New TensorRT Model occupying more GPU Memory as compared to older version


I am converting a tensorflow model (.h5 → saved_model_format → tensorrt model) to a tensorrt model using tensorflow 2.5.0 (attached It is (tensorrt model) is occupying almost 3.5GB of GPU Memory.

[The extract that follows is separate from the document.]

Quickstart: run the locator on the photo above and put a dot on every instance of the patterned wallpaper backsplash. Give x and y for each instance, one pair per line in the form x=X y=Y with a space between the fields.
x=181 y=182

If I load the same model in the below specified environment, then the tensorrt model is occupying max ~1.1GB of GPU memory:
TensorRT Version:
GPU Type: GeForce RTX 2080 Ti
Nvidia Driver Version: 418.87.00
CUDA Version: 10.1
CUDNN Version: 7.6.2
Operating System + Version: Ubuntu 16.04.7 LTS
Python Version (if applicable): 3.6.13
TensorFlow Version (if applicable): 1.14.1
PyTorch Version (if applicable): NA
Baremetal or Container (if container which image + tag): NA

I also tried using tensorrt-nv-tensorrt-repo-ubuntu1804-cuda11.3-trt8.0.1.6-ga-20210626_1-1_amd64.deb with TF2.5, but the code won’t run as it requires And the code only runs if we use CUDA11.1.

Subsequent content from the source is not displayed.